Eine Latexmatratze gilt als eine der besten Matratzentypen und trägterheblich zur Verbesserung des Liegekomforts bei. Sie besteht aus einer Mischung aus Natur- und Syntheselatex, dessen Mischverhältnis je nach Qualität und dem daraus folgenden Preis variiert.

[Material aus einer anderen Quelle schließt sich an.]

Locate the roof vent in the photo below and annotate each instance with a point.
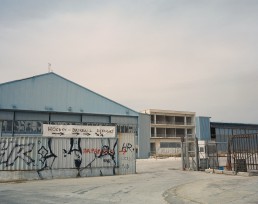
(48, 108)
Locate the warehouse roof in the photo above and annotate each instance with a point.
(52, 93)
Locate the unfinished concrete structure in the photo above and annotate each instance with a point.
(168, 128)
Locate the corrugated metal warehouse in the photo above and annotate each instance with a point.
(30, 106)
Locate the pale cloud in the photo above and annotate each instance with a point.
(182, 55)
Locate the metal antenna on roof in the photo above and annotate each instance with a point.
(49, 67)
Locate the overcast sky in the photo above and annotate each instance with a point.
(199, 56)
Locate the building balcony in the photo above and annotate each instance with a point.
(167, 135)
(163, 122)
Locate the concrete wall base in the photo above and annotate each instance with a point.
(6, 176)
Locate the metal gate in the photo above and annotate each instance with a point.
(189, 153)
(244, 152)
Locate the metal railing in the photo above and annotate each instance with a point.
(163, 122)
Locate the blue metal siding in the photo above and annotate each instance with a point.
(95, 119)
(203, 128)
(50, 92)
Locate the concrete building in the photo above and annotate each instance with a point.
(30, 106)
(167, 129)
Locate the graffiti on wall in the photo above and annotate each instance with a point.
(52, 153)
(47, 157)
(105, 152)
(126, 147)
(11, 151)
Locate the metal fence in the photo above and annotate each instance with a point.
(237, 153)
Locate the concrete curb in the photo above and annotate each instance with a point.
(216, 171)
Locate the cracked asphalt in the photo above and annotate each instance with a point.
(156, 181)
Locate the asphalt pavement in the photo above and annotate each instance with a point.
(156, 181)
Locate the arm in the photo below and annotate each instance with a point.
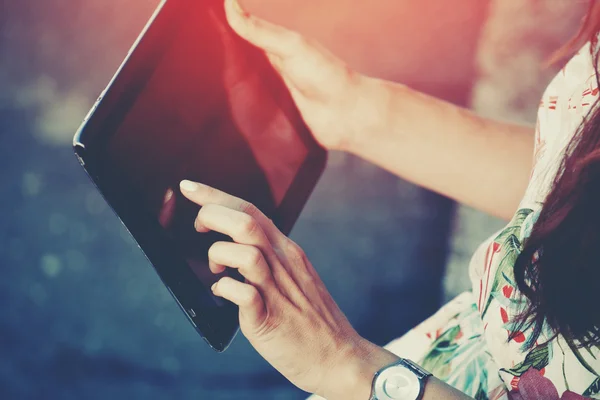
(442, 147)
(356, 379)
(286, 312)
(427, 141)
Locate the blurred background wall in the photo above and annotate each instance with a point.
(84, 316)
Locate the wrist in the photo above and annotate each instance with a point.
(352, 377)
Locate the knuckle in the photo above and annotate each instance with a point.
(248, 226)
(254, 257)
(249, 208)
(294, 251)
(213, 251)
(252, 298)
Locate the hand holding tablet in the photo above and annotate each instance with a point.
(195, 101)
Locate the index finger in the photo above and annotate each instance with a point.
(203, 194)
(272, 38)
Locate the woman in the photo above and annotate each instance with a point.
(530, 328)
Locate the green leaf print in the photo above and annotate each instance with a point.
(593, 389)
(437, 361)
(510, 244)
(537, 358)
(481, 394)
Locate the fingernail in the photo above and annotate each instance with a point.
(239, 9)
(168, 196)
(188, 186)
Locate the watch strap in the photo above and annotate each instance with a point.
(421, 374)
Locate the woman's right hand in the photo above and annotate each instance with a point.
(334, 100)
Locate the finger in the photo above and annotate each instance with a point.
(203, 194)
(246, 296)
(216, 268)
(266, 35)
(244, 229)
(241, 227)
(248, 260)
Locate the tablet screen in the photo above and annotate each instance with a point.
(212, 110)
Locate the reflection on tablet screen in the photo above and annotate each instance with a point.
(230, 133)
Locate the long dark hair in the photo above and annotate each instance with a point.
(558, 269)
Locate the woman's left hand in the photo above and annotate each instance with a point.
(286, 312)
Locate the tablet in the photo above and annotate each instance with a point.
(194, 101)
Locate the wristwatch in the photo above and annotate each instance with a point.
(403, 380)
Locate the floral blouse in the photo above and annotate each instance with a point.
(466, 342)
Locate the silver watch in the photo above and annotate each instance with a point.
(403, 380)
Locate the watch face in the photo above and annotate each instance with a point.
(397, 383)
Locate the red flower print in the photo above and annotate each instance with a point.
(504, 315)
(533, 386)
(519, 337)
(507, 291)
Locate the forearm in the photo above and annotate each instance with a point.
(445, 148)
(355, 382)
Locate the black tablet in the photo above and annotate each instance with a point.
(194, 101)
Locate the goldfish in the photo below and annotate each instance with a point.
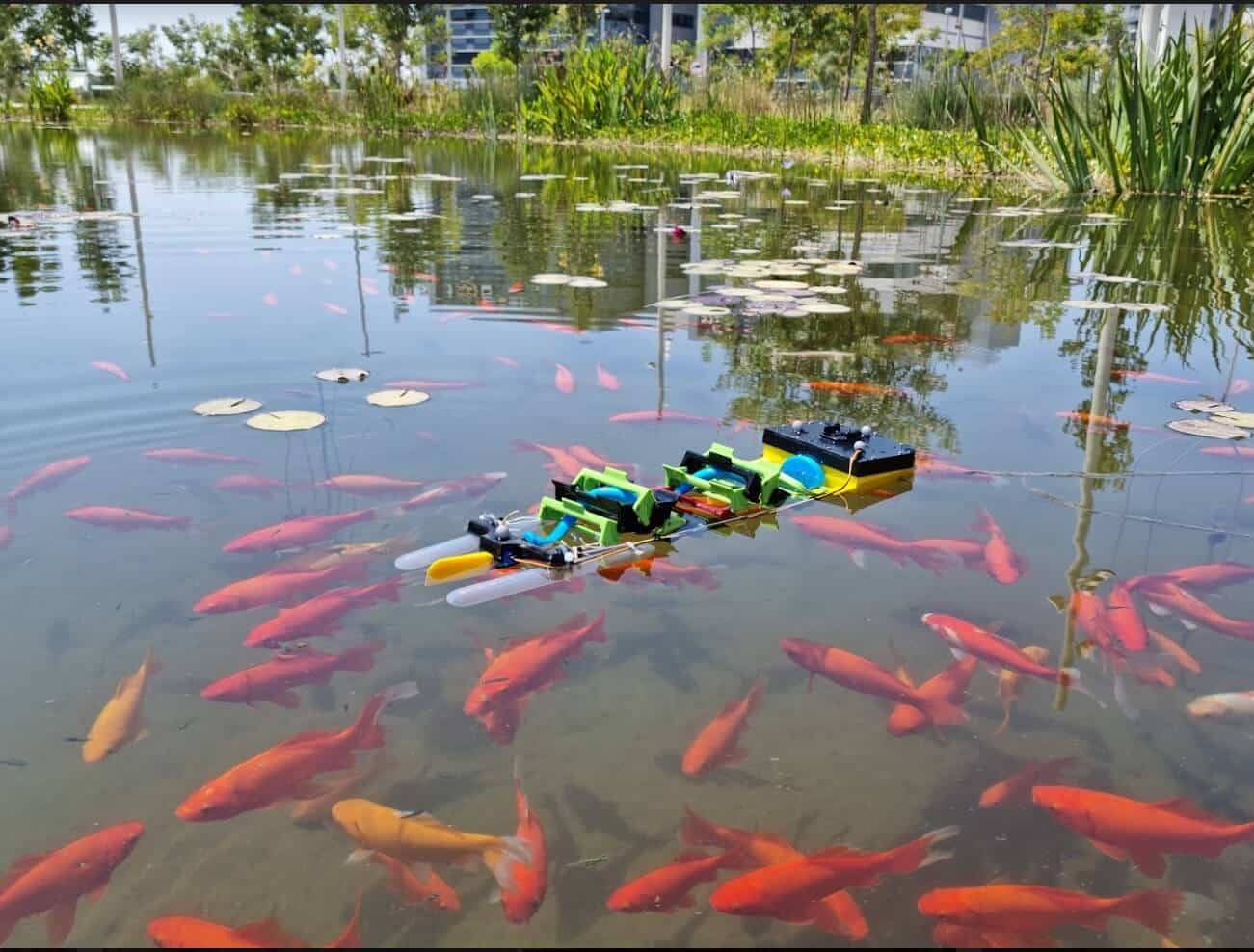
(196, 457)
(188, 932)
(859, 537)
(115, 516)
(667, 888)
(320, 616)
(866, 676)
(121, 719)
(45, 478)
(270, 589)
(717, 744)
(606, 381)
(788, 890)
(1124, 828)
(111, 369)
(249, 485)
(529, 665)
(850, 387)
(420, 838)
(454, 489)
(530, 878)
(1034, 911)
(274, 680)
(1009, 684)
(301, 531)
(54, 882)
(317, 809)
(286, 770)
(1002, 564)
(563, 381)
(837, 913)
(426, 889)
(1019, 785)
(363, 485)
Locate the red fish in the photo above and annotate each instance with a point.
(606, 381)
(54, 882)
(45, 478)
(196, 457)
(294, 533)
(1034, 911)
(790, 890)
(1019, 785)
(667, 888)
(274, 680)
(320, 616)
(450, 489)
(111, 369)
(529, 880)
(1124, 828)
(866, 676)
(717, 744)
(286, 770)
(115, 516)
(249, 485)
(529, 665)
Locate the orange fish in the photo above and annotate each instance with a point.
(790, 890)
(1124, 828)
(294, 533)
(417, 888)
(111, 369)
(1017, 785)
(529, 880)
(286, 770)
(717, 744)
(837, 913)
(115, 516)
(606, 381)
(666, 889)
(45, 478)
(54, 882)
(188, 932)
(1034, 911)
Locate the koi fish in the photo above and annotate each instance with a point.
(837, 913)
(115, 516)
(54, 882)
(274, 681)
(45, 478)
(420, 838)
(667, 888)
(1019, 785)
(1124, 828)
(717, 744)
(294, 533)
(196, 457)
(320, 616)
(286, 772)
(862, 674)
(121, 719)
(788, 890)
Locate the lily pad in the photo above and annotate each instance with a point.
(286, 420)
(398, 398)
(226, 407)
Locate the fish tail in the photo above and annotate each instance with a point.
(1153, 909)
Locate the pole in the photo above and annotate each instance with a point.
(117, 45)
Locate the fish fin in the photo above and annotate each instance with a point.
(61, 921)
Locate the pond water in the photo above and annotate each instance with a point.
(206, 266)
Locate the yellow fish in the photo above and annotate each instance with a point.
(423, 839)
(121, 719)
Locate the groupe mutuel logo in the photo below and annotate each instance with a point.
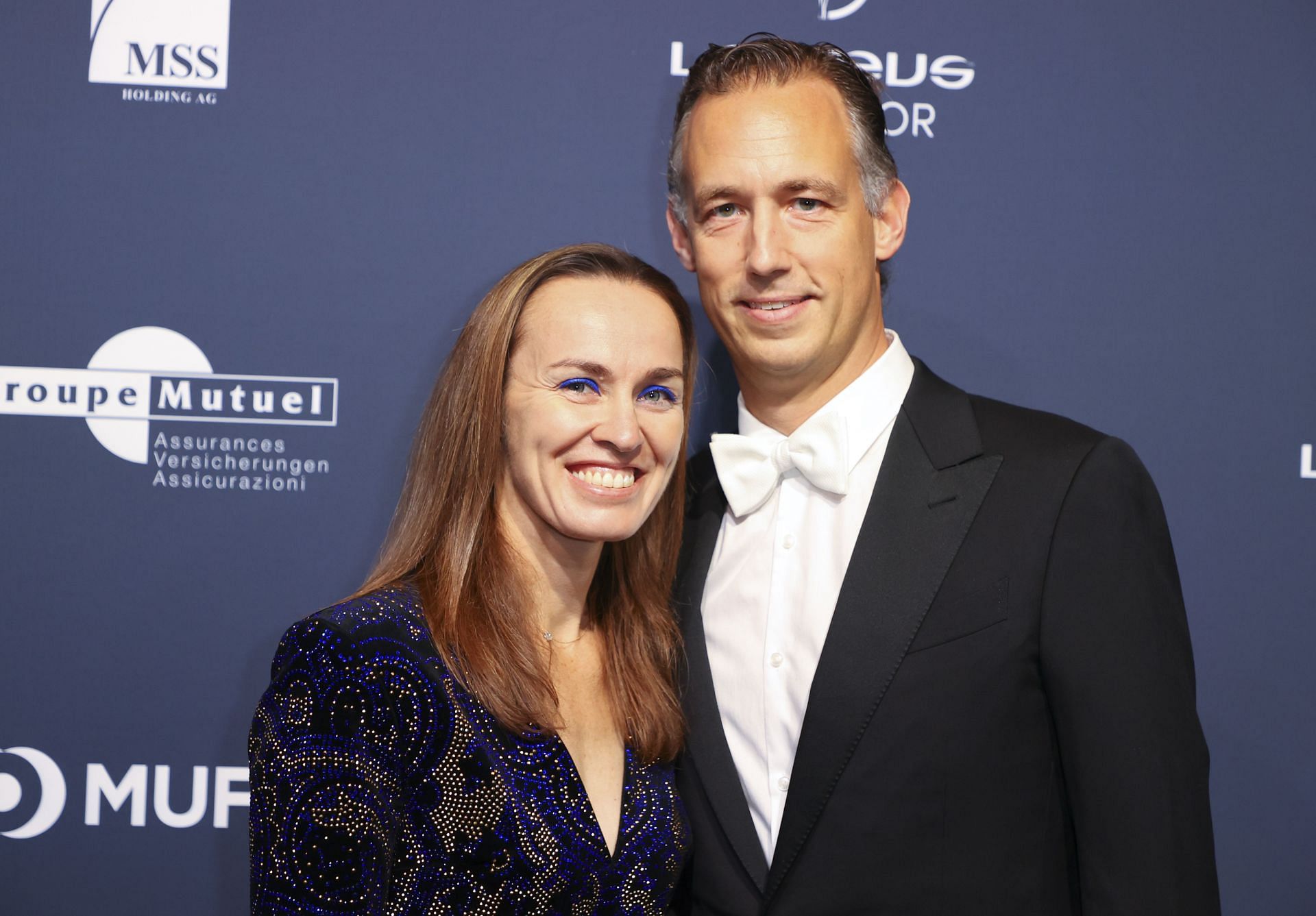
(149, 374)
(33, 794)
(898, 70)
(161, 50)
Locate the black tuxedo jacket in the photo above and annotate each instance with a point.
(1003, 716)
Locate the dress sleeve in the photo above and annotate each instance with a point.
(1118, 667)
(329, 753)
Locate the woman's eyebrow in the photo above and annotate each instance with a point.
(586, 366)
(665, 373)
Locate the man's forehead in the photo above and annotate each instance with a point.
(766, 127)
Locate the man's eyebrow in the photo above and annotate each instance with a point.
(706, 195)
(822, 187)
(819, 186)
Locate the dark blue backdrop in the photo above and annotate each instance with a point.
(1110, 220)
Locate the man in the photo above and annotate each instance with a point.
(938, 653)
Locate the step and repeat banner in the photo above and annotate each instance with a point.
(237, 241)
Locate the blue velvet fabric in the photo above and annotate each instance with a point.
(380, 786)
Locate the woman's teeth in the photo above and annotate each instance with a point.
(611, 480)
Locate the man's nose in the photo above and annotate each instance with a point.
(768, 254)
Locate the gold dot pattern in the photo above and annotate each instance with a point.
(380, 786)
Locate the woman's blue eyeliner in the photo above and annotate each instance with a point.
(668, 393)
(594, 386)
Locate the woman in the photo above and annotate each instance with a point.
(489, 726)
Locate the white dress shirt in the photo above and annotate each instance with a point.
(773, 586)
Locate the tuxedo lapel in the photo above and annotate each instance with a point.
(932, 482)
(706, 741)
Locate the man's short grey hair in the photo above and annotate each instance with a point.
(775, 61)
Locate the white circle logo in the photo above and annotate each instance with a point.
(840, 12)
(53, 793)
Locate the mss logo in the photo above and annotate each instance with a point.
(160, 42)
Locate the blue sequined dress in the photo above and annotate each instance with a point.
(379, 786)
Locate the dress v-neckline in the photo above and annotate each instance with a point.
(594, 816)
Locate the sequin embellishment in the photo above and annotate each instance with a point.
(379, 786)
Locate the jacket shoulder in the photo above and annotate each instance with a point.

Je höher der Naturgummianteil, desto höher ist auch die Elastizität und damit die Qualität der Latexmatratze. 100-prozentige Naturlatexmatratzen gibt es jedoch nicht, obwohl sie bereits hergestellt werden könnten. Als Naturlatex dürfen sich Matratzen bezeichnen, die mindestens einen Anteil von 20 Prozent Naturlatex haben. Das Problem von synthetischem Gummi besteht darin, dass dieser nach kurzer Zeit seine Elastizität verliert. Somit ist ein gewisser Naturlatexanteil unbedingt vonnöten.
Gewinnung des Naturgummis
Naturlatex für die Matratzen wird wie alle anderen Gummiarten aus dem Saft des Kautschukbaumes, der vorwiegend in den Tropenbereichen gedeiht, gewonnen.
Vom Gummi zur Matratze
Die beiden verschiedenen Latexanteile werden gemischt und dann in eine Stahlform gegossen, die die Form der späteren Matratze besitzt. Mit Hilfe der Vulkanisierung wird aus der flüssigen eine elastische Masse.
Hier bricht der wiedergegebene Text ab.